More Than 200 Restaurants Means You Can Play This Your Way
FOX5 Vegas reported that more than 200 restaurants across the valley are taking part. That's a massive field, and it changes how you should think about this week.
You don't have to force one perfect reservation. You can build a whole short list.
That matters in a city where dinner plans can flip fast. Traffic happens. Work runs late. Somebody decides they suddenly "don't want steak anymore."
Classic Vegas behavior. Very committed. Until 4:47 p.m.
With that many restaurants involved, you've got room to pivot. Strip night, neighborhood night, budget night, nicer night. Pick your lane, then switch lanes if you need to.
It's flexible. That's why this feels built for locals, not just visitors chasing one flashy meal.
- More choice means less pressure to book the one place everyone else is staring at.
- More neighborhoods means Restaurant Week can work around your real life, not just a resort itinerary.
- More formats means date nights, friend dinners, and work catch-ups all fit the same event.
The Valley Is the Main Character Too
The Strip gets the photos. The neighborhoods get the repeat business. Locals already know how this works.
Why This Week Feels Bigger Than Just a Deal
This isn't only about scoring a better dinner price. A portion of the proceeds benefits Three Square Food Bank, helping fight food insecurity in Southern Nevada.
That's the part that gives the whole thing some weight. Dinner still tastes good when it does some good too.
Three Square confirmed that proceeds from Restaurant Week support its work in the region. So while people are hunting reservations, there's also a direct community angle built into the event.
Vegas loves a win-win. Good meal.

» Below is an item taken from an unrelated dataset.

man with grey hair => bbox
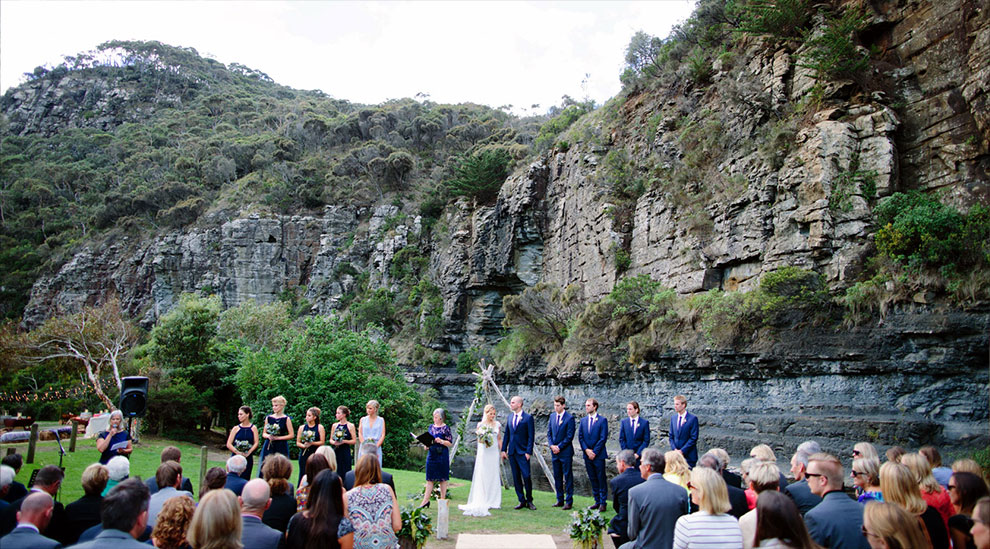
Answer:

Better reason.
- You get a structured meal deal, not a vague special with tiny print.
- Restaurants get attention during a citywide push.
- Three Square benefits, which ties a fun night out to something bigger than your dinner photos.
That connection matters more in a city this spread out and this fast-moving. Food insecurity doesn't disappear because the Strip is busy.
Locals know that two Vegas stories can exist at once. Big nights out and real need. Same city. Same week.
Why Vegas Cares
This event hits a very Vegas sweet spot. It blends value, variety, and the city's obsession with going out to eat, whether that's a Strip steakhouse night or a Chinatown dinner that regulars swear by.
It also lands with a local purpose. Per Three Square and local reporting, part of the proceeds helps fight food insecurity in Southern Nevada, which gives this week real weight beyond the reservation rush.
How to Think Like a Local Before You Reserve
You don't need a complicated strategy here. You just need to act before the obvious picks fill up.
That's it. That's the strategy.
Start with your lane. If you want a polished steakhouse feel, look toward the Strip. If you'd rather keep it neighborhood-coded, Chinatown belongs on the list.
Locals tend to know this instinctively. Newcomers learn after one overpriced, overthought dinner.
- Pick the vibe first. Fancy, easy, quick, or worth lingering over.
- Use the price range smartly. The $20 to $80 spread gives you room to match the night.
- Move early. Reservation day is the whole point, because hesitation is how you end up scrambling.
As reported by Eater Vegas and other local outlets, this week spans both headline-ready spots and neighborhood staples. So don't overcomplicate it.
Book the table. Then figure out who's driving down Spring Mountain or heading toward the Strip.
So yes, this is about good deals. But it's also pure Vegas: bold choices, fast bookings, neighborhood pride, and a reason to stop saying "we should try that place sometime." Today's the day. The tables are open now.